Tables 1–4 summarize the result from the data analysis. Tables 1(a) and 1(b) represents the Bayes estimates of 𝛼 and corresponding risks under the extended Jeffreys’ prior the conjugate prior, respectively. It is evident from Table 1(a) that Bayes estimates under general entropy loss (𝛾=0.5 and 𝛾=1) give better estimates than all other estimates. It is also evident from Table 1(a) that the estimates decrease and the corresponding risks increase with the increase in 𝑐1. In case of conjugate prior (Table 1(b)), the estimates under weighted quadratic and squared-log error loss functions seem to be better. In Table 2, the HPD intervals under conjugate prior appear to be slightly better than the extended Jeffreys’ with respect to minimum length. Table 3 presents the estimates of future observation based on the data set. It is observed from the last column of the table that the general entropy loss function at 𝛾=1.5 gives a quite reasonable estimate. Table 4 shows the Bayesian predictive and HPD predictive intervals for future observation of the data set. The first row in each cell represents the Bayesian predictive intervals, and the second row represents the HPD intervals for future observation.
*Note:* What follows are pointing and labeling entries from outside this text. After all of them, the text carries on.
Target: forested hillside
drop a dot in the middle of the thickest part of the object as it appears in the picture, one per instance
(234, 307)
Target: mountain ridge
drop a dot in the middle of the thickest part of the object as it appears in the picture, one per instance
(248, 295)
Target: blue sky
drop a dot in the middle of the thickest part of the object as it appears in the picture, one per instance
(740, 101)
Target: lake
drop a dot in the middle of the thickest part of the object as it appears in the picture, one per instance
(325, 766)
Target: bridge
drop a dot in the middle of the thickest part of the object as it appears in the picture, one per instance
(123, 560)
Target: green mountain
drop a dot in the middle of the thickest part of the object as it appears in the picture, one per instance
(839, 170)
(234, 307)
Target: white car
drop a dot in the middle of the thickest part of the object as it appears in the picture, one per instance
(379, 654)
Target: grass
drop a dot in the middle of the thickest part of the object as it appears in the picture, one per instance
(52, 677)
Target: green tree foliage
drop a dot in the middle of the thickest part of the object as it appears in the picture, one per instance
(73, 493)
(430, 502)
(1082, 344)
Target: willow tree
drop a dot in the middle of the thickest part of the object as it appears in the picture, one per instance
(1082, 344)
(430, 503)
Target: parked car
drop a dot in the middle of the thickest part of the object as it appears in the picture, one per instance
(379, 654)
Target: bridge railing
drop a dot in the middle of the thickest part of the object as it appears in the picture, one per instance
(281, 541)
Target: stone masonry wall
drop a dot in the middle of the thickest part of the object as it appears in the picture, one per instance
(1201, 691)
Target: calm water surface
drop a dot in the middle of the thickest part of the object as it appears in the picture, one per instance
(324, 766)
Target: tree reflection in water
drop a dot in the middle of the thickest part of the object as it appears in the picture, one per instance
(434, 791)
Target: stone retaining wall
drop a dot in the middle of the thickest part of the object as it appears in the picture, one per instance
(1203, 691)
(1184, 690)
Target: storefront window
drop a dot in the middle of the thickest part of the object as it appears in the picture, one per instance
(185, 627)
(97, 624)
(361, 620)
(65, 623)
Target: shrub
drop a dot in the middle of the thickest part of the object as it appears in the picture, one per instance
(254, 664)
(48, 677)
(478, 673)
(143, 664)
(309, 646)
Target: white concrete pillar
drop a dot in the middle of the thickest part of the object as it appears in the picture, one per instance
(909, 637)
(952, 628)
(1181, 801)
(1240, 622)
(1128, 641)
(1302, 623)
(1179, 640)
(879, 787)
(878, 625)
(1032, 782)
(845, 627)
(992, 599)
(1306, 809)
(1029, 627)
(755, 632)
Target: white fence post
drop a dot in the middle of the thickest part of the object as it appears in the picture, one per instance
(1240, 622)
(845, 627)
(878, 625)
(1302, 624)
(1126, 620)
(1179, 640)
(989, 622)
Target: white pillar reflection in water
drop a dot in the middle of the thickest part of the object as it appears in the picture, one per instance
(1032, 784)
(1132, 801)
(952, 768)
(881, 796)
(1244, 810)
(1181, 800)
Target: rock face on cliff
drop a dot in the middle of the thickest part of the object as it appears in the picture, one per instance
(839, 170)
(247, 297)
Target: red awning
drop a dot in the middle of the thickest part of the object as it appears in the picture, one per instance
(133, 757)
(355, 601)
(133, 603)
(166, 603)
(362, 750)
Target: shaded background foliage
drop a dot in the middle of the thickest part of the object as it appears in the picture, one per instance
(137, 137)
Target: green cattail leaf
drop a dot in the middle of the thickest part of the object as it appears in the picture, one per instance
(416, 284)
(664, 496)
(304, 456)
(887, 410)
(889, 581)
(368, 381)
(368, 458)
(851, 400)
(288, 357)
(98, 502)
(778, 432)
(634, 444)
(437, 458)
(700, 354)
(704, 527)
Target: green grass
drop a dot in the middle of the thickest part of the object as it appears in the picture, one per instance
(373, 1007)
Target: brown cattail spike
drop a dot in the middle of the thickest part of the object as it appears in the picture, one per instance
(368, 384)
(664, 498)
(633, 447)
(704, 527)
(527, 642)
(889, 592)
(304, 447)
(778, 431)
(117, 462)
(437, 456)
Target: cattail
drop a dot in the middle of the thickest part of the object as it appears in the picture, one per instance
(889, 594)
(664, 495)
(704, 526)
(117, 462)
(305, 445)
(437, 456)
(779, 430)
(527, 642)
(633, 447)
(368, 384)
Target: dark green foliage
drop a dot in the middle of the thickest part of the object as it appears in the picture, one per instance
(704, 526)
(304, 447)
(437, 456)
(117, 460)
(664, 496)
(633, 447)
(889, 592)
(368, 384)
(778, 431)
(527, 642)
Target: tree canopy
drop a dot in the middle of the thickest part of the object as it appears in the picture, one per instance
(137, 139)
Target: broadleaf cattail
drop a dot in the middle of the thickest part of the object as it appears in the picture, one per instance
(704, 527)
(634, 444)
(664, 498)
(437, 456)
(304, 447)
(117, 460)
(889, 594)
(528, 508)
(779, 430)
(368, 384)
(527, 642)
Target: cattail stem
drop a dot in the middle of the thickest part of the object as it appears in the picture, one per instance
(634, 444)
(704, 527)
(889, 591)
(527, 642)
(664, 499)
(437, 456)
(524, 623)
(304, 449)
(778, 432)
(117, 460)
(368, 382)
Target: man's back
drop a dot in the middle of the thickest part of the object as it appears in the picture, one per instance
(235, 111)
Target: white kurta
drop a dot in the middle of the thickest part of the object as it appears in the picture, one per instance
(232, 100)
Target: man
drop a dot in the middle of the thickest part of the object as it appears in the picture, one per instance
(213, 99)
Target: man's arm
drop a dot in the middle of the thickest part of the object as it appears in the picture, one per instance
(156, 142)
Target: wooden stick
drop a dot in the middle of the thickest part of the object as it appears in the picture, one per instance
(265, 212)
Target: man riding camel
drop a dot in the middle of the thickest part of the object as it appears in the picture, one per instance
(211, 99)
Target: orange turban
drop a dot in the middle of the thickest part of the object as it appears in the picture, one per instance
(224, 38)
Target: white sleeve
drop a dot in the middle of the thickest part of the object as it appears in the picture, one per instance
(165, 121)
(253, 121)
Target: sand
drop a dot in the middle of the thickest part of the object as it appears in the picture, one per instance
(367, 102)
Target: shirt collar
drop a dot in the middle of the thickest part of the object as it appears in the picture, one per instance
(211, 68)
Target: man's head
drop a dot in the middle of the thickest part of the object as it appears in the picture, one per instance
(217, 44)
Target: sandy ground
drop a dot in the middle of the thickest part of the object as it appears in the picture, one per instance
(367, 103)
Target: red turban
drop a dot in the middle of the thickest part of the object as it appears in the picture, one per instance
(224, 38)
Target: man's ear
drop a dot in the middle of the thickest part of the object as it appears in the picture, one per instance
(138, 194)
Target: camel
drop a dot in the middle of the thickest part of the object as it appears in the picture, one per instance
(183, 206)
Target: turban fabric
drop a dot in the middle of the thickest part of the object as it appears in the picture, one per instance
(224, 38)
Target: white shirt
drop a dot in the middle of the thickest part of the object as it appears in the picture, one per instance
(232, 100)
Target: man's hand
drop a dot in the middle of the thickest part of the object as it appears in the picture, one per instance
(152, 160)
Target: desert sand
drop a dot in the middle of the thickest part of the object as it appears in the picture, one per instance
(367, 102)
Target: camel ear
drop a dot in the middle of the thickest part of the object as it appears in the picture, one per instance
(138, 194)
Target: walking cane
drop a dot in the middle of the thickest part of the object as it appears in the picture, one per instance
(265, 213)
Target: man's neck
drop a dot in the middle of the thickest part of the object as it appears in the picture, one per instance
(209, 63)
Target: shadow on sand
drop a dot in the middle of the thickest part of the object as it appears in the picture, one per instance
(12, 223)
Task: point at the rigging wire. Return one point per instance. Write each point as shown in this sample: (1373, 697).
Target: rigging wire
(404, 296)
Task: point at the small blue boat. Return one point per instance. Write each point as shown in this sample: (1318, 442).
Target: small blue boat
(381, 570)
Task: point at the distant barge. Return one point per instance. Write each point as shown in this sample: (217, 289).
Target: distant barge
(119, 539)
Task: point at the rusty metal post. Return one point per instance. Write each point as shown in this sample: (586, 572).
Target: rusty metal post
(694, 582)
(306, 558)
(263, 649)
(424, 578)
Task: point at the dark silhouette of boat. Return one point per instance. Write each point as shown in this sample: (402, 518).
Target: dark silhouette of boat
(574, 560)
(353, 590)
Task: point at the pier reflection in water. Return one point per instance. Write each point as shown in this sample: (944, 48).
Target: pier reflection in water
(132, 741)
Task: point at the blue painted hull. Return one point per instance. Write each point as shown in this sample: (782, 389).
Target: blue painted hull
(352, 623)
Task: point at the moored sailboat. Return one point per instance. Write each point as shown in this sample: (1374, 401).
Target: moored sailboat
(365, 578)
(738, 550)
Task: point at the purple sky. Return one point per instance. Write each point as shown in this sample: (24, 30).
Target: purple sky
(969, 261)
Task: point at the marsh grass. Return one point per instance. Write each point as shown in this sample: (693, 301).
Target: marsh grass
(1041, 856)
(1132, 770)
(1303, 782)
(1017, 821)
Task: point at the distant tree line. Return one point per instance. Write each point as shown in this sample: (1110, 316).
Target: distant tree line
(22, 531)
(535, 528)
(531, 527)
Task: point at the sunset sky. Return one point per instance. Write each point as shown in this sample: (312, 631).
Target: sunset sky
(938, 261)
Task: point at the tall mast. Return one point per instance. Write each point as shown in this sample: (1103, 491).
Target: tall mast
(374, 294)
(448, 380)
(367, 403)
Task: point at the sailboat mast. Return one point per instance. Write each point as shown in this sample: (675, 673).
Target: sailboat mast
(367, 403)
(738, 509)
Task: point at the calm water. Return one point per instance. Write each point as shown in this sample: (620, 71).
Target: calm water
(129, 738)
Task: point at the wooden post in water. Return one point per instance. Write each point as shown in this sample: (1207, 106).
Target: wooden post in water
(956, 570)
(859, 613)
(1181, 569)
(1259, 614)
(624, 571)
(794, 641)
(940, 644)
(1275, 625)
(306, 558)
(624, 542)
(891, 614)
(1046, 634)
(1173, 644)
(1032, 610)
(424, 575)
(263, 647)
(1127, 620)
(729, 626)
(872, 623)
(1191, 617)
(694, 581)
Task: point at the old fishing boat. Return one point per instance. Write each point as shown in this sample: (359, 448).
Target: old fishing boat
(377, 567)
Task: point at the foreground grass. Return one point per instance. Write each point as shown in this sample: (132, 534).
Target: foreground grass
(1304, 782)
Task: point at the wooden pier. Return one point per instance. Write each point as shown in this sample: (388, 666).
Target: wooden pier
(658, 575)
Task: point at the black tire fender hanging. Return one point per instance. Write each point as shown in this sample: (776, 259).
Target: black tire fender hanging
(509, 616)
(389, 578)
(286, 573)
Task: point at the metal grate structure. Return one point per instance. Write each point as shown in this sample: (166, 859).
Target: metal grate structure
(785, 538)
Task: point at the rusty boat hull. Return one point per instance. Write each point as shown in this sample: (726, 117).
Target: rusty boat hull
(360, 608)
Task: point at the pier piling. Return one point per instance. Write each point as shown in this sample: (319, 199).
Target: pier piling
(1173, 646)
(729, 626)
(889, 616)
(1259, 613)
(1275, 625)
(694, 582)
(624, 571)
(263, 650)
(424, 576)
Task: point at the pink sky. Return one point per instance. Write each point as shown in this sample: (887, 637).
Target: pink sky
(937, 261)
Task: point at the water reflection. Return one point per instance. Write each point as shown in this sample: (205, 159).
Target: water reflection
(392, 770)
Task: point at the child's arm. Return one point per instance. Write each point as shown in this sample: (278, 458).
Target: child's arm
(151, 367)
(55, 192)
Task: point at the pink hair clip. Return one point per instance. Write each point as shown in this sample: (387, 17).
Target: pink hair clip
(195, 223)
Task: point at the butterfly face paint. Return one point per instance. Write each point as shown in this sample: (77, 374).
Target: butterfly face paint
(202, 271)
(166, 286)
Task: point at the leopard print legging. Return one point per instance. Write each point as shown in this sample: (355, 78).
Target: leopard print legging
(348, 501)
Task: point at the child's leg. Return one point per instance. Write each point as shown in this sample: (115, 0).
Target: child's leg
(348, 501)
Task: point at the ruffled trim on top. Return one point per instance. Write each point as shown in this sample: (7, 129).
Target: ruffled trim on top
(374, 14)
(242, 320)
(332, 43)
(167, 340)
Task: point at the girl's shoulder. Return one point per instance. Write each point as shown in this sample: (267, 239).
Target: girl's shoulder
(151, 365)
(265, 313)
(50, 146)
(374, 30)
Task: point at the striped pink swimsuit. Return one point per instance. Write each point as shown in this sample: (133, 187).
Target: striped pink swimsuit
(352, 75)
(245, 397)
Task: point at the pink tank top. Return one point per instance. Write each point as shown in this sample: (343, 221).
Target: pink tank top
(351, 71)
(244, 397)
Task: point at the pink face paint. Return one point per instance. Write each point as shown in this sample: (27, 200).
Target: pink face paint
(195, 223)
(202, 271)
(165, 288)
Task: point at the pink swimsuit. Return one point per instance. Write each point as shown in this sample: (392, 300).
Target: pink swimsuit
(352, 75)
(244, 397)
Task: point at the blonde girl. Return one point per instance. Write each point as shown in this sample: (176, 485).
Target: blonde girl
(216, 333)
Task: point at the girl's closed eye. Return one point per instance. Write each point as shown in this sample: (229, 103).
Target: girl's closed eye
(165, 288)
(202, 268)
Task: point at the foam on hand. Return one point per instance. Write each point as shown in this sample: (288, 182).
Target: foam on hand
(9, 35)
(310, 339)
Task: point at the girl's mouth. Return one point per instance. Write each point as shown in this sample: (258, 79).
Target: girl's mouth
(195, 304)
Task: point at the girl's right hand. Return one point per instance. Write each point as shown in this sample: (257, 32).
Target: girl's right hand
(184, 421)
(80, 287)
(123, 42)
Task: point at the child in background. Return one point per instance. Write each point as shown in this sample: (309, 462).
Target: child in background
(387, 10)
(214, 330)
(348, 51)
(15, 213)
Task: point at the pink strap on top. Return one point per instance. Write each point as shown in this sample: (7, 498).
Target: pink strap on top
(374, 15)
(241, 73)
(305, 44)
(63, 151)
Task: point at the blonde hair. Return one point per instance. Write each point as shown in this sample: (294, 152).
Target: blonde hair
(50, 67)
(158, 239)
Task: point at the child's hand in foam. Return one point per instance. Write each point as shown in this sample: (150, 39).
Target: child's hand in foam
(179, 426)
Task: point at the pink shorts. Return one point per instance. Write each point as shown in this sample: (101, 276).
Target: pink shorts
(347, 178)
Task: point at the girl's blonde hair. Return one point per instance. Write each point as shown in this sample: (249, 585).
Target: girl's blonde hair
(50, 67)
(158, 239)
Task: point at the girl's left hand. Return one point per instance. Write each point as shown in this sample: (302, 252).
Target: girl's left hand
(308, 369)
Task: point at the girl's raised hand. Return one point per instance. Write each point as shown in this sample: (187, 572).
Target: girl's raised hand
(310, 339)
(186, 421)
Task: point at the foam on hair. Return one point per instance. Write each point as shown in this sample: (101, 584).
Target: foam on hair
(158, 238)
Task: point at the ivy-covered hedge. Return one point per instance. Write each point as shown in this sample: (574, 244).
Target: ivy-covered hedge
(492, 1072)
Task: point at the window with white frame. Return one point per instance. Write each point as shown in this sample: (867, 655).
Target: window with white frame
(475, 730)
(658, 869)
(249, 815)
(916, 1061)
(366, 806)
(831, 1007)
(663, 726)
It is apparent that the HPD intervals for future observation with respect to conjugate prior are reasonably good.

Table 1 
Table 2 
HPD intervals of the shape parameter for the data set.
Table 3 
Estimated future observation for the data set under three different loss functions.
Table 4 
Bayesian predictive and HPD predictive intervals for future observation of the data set.

9. Concluding Remark

In this paper, we have derived the Bayes estimators of the shape parameter of the exponentiated family of distributions under the extended Jeffreys’ prior as well as conjugate prior using three different loss functions. Though the extended Jeffreys’ prior gives the opportunity of covering wide spectrum of priors, yet at times the conjugate prior also gives better Bayes estimates and HPD intervals of the parameter and of future observations.

Acknowledgment

The authors would like to thank the referee for a very careful reading of the manuscript and making a number of nice suggestions which improved the earlier version of the manuscript.